As the last two operators of the project focused most of their financial efforts on underground development, the mine infrastructure, equipment, permitting and bonding, only a limited amount of their budget was spent on the exploration upside on the Nixon Fork project. However, several new exploration targets were identified and FAU management plans to focus on these and other areas throughout the claim block with the objective of outlining new resources.
The acquisition of the Nixon Fork Gold Mine allows FAU to continue the development of a near term gold production opportunity. In addition, FAU is completing Phase I exploration on its 100% owned Draken Project and it is scheduled to be concluded by mid August. In addition, management is reviewing the data on its newly acquired Kansas Creek Gold Project.
Management's objective is to continue to aggressively acquire advanced stage gold projects.
Curt Freeman M.Sc., P.Geo. is the qualified person responsible for this press release.
About Fire River Gold
Fire River Gold is a public company focussed on gold exploration in North America and is currently advancing its 100% owned Draken Project in Alaska. FAU is also reviewing and compiling historic exploration data on its 100% owned Kansas Creek gold project in Alaska to develop a 2009 exploration program. Fire River trades on the CNSX under the symbol FAU.

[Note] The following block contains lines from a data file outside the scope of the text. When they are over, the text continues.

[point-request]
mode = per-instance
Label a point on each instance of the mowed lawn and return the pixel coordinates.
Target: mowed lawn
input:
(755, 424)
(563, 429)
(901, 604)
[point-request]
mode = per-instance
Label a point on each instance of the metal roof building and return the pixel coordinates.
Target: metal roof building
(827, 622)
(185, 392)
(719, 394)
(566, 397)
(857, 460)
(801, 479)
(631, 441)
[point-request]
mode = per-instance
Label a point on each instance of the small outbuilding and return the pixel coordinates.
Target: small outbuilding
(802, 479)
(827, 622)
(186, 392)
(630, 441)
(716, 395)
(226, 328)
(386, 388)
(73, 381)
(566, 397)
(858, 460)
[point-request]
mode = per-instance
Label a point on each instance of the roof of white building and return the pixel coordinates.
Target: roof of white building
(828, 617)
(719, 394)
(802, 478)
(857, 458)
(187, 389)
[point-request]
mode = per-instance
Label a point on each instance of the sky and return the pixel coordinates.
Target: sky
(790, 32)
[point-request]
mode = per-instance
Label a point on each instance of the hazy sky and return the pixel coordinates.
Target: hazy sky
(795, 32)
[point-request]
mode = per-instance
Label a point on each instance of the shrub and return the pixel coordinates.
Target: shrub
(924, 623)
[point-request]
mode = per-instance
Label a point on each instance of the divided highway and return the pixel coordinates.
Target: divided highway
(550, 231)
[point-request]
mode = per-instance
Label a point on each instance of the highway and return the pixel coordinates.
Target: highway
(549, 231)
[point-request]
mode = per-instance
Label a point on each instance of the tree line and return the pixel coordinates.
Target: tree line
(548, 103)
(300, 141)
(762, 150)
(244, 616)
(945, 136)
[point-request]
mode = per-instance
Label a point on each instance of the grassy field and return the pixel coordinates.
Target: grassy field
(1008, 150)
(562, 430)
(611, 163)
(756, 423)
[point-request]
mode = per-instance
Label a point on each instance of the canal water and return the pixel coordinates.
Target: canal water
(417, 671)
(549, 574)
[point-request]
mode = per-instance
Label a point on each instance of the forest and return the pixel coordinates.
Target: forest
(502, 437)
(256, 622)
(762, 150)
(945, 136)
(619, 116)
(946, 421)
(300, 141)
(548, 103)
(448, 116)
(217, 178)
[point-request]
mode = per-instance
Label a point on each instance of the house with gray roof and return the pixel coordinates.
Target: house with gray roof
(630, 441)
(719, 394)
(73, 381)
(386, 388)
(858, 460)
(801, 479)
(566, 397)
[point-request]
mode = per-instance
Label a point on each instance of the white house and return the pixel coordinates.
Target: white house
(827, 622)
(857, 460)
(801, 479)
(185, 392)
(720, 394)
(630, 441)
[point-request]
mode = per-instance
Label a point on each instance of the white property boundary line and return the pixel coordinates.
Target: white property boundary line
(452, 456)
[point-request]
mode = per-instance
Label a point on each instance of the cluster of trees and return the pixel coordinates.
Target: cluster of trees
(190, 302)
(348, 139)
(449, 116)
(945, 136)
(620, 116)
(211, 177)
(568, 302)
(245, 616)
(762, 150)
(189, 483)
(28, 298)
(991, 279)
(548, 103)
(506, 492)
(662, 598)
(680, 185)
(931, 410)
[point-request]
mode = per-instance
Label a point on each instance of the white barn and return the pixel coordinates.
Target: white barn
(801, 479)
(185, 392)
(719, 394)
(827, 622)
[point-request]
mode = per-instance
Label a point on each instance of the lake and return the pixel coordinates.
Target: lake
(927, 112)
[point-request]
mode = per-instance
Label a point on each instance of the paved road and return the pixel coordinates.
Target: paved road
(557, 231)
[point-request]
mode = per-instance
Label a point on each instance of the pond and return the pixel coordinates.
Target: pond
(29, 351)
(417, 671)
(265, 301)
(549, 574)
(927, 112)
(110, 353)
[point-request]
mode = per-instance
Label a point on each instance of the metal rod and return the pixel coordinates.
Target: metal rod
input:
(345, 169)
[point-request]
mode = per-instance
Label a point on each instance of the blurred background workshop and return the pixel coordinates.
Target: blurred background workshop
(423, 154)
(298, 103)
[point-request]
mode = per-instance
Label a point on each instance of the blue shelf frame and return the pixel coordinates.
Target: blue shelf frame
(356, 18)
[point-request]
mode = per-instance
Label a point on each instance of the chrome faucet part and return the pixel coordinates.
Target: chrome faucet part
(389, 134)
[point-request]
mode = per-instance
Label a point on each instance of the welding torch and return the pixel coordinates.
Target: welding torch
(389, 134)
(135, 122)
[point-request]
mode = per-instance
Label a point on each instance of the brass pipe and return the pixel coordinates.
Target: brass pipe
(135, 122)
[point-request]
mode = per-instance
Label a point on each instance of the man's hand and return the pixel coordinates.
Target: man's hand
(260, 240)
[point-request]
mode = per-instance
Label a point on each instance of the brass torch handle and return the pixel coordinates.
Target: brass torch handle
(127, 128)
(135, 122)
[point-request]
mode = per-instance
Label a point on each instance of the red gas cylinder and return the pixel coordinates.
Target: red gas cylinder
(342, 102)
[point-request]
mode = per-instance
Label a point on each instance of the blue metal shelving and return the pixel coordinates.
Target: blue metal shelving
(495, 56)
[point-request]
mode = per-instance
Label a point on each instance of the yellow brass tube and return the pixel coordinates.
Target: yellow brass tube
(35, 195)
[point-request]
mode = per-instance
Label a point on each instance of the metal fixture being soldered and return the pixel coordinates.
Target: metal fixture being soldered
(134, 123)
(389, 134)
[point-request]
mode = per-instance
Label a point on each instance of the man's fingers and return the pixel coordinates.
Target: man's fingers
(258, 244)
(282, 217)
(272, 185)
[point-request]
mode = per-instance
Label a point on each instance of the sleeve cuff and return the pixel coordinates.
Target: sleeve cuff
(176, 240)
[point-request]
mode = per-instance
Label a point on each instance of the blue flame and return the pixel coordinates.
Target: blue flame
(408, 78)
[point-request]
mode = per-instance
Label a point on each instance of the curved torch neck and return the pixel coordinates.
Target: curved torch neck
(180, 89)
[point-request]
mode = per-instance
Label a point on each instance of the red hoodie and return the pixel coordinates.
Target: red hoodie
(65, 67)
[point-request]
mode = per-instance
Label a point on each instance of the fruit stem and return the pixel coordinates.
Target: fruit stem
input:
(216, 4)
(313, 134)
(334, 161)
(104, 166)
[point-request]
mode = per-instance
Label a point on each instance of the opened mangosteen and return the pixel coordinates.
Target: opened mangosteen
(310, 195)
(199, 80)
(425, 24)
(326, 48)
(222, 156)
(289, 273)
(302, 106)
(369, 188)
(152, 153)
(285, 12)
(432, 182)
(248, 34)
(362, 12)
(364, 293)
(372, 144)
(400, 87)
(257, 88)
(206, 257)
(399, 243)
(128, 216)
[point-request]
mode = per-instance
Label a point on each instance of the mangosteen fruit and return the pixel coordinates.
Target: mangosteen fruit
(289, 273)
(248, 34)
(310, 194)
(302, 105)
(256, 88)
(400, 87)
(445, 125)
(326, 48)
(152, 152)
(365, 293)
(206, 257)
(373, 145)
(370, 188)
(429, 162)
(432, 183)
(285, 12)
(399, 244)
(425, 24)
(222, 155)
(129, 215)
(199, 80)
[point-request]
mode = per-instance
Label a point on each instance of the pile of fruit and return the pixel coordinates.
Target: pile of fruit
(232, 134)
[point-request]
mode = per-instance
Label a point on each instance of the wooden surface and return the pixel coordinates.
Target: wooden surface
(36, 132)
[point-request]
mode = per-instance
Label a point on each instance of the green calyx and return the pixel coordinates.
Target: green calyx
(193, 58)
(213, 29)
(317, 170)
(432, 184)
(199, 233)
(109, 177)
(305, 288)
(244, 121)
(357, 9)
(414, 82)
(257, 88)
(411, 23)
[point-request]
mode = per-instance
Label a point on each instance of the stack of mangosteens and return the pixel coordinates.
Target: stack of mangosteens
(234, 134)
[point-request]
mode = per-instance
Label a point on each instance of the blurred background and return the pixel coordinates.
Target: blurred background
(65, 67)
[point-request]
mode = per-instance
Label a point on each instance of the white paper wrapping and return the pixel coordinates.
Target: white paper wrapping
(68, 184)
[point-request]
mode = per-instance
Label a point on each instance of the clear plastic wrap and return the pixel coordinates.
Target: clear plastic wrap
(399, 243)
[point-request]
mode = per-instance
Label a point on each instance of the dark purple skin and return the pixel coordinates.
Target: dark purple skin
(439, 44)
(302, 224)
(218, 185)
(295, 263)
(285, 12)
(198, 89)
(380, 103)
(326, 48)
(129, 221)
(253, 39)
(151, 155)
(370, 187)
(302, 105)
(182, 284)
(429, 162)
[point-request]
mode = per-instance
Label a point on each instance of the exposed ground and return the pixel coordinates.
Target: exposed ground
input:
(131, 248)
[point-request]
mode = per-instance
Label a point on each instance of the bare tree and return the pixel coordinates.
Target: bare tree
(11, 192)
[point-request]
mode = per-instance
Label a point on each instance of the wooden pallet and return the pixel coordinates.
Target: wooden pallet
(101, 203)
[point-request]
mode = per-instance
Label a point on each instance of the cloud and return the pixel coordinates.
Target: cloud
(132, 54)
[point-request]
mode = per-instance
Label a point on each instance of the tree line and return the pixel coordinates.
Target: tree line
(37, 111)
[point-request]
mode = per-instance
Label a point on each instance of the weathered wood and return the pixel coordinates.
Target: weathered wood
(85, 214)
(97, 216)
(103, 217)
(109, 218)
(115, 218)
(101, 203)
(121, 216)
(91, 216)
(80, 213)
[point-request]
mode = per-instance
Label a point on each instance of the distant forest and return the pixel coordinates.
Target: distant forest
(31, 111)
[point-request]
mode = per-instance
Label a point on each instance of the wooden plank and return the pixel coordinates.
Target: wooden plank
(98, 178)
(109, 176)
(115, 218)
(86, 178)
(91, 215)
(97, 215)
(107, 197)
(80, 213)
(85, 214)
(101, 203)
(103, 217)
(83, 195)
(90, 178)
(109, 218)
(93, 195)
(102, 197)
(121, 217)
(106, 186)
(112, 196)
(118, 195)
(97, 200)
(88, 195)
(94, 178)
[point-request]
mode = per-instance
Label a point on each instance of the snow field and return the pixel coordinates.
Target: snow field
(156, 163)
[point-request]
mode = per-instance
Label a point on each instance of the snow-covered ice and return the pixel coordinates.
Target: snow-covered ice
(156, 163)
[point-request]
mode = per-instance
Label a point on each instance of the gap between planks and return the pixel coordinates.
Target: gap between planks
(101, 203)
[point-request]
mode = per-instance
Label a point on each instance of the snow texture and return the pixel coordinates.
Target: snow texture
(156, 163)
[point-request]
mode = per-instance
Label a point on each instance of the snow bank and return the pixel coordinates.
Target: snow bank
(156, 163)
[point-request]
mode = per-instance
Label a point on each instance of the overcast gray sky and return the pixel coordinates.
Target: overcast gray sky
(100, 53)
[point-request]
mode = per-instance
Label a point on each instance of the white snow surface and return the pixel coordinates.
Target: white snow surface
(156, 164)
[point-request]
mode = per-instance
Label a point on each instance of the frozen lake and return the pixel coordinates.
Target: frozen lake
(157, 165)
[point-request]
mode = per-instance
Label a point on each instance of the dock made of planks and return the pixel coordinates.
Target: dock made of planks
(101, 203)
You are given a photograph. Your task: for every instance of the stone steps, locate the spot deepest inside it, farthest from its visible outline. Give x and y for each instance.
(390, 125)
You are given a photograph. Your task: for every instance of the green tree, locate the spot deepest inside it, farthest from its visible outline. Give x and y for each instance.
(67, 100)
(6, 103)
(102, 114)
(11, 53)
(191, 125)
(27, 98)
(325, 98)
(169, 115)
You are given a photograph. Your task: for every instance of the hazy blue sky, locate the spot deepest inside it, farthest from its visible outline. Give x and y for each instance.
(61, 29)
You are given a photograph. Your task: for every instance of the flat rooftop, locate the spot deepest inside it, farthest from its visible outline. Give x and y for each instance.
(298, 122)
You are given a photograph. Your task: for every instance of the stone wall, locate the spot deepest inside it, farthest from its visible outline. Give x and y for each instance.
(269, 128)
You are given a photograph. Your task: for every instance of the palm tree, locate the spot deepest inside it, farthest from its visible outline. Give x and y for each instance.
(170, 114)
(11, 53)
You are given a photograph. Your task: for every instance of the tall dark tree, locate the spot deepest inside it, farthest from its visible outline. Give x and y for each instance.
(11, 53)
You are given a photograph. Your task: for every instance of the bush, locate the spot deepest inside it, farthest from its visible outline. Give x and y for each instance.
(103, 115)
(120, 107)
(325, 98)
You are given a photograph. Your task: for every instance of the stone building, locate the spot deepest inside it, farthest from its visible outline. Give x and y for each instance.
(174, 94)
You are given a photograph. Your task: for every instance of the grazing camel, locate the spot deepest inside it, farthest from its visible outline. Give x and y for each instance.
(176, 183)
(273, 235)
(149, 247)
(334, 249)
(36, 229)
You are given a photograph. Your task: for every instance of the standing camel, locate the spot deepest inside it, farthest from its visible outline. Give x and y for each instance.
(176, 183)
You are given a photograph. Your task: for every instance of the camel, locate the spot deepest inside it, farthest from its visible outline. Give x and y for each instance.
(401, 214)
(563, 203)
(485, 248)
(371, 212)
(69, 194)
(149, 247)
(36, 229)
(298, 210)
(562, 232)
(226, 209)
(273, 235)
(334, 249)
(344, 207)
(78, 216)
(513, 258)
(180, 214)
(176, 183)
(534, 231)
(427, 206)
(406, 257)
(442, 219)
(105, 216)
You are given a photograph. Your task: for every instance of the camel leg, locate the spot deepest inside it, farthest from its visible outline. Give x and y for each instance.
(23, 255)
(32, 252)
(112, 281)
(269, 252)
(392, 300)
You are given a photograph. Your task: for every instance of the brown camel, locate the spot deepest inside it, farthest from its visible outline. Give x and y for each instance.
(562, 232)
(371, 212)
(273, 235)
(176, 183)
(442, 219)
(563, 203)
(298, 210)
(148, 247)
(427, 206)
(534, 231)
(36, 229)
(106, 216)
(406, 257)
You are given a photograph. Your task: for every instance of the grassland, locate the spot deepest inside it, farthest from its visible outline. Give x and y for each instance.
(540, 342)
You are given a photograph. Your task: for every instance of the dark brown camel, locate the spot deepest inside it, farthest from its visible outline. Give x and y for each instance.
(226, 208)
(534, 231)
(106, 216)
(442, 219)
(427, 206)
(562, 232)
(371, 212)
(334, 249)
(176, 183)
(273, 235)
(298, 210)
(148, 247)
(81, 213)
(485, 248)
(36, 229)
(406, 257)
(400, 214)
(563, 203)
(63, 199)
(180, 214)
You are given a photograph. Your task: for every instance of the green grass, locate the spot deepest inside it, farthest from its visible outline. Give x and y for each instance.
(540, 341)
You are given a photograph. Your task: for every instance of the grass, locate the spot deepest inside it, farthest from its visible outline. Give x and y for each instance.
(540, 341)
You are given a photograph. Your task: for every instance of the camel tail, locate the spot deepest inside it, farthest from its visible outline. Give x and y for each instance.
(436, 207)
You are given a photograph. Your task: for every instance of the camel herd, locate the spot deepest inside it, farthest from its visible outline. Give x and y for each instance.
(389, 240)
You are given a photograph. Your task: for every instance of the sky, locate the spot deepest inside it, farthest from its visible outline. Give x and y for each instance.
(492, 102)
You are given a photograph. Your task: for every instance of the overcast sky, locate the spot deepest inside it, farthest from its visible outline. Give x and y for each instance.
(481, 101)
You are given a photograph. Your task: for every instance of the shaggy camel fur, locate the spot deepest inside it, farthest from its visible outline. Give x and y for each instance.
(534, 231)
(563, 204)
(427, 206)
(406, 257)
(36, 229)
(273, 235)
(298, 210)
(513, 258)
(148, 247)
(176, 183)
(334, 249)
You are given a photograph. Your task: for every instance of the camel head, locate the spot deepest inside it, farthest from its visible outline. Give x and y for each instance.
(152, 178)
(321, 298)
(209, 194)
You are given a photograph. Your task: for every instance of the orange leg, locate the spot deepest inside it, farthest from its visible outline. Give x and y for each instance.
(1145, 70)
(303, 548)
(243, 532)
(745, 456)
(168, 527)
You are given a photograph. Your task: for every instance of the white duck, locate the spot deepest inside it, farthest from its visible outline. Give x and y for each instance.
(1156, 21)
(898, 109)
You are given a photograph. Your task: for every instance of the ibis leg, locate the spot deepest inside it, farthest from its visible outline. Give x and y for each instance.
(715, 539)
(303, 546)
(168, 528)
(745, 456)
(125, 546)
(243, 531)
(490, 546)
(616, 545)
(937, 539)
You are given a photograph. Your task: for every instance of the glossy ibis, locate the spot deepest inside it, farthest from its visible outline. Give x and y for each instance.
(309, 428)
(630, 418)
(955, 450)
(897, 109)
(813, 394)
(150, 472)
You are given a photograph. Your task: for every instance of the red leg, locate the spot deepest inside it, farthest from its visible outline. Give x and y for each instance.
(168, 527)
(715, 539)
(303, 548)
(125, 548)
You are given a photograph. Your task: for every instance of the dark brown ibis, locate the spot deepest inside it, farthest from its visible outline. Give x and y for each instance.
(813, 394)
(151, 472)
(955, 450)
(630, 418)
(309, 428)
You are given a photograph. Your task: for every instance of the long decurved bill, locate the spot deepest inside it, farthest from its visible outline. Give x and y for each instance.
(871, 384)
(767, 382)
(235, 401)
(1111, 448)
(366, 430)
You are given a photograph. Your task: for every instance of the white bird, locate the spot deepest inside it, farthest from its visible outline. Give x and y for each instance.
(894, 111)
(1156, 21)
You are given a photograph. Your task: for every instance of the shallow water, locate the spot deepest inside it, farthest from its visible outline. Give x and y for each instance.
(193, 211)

Fire River Gold Corp. and Pacific North West Capital Corp. share directors in common who have abstained from voting on the Nixon Fork transaction.
On behalf of the Board of Directors
The Canadian National Stock Exchange has not reviewed and does not accept responsibility for the adequacy or accuracy of this release
Disclaimer: This news release may contain certain "forward-looking statements". All statements, other than statements of historical fact, included herein are forward-looking statements that involve various risks and uncertainties. There can be no assurance that such statements will prove to be accurate, and actual results and future events could differ materially from those anticipated in such statements. Important factors that could cause actual results to differ materially from the Company's expectations are disclosed in the Company's documents filed from time to time with the British Columbia Securities Commission and available at www.sedar.com or filed with the Canadian National Stock Exchange. Any forward-looking statements are not guarantees of the Company's future performance and are subject to risks and uncertainties that could cause actual results, developments, and business decisions to differ materially from those contemplated by any forward-looking statements.
Except as required by law, the Company undertakes no obligation to update any forward-looking statements.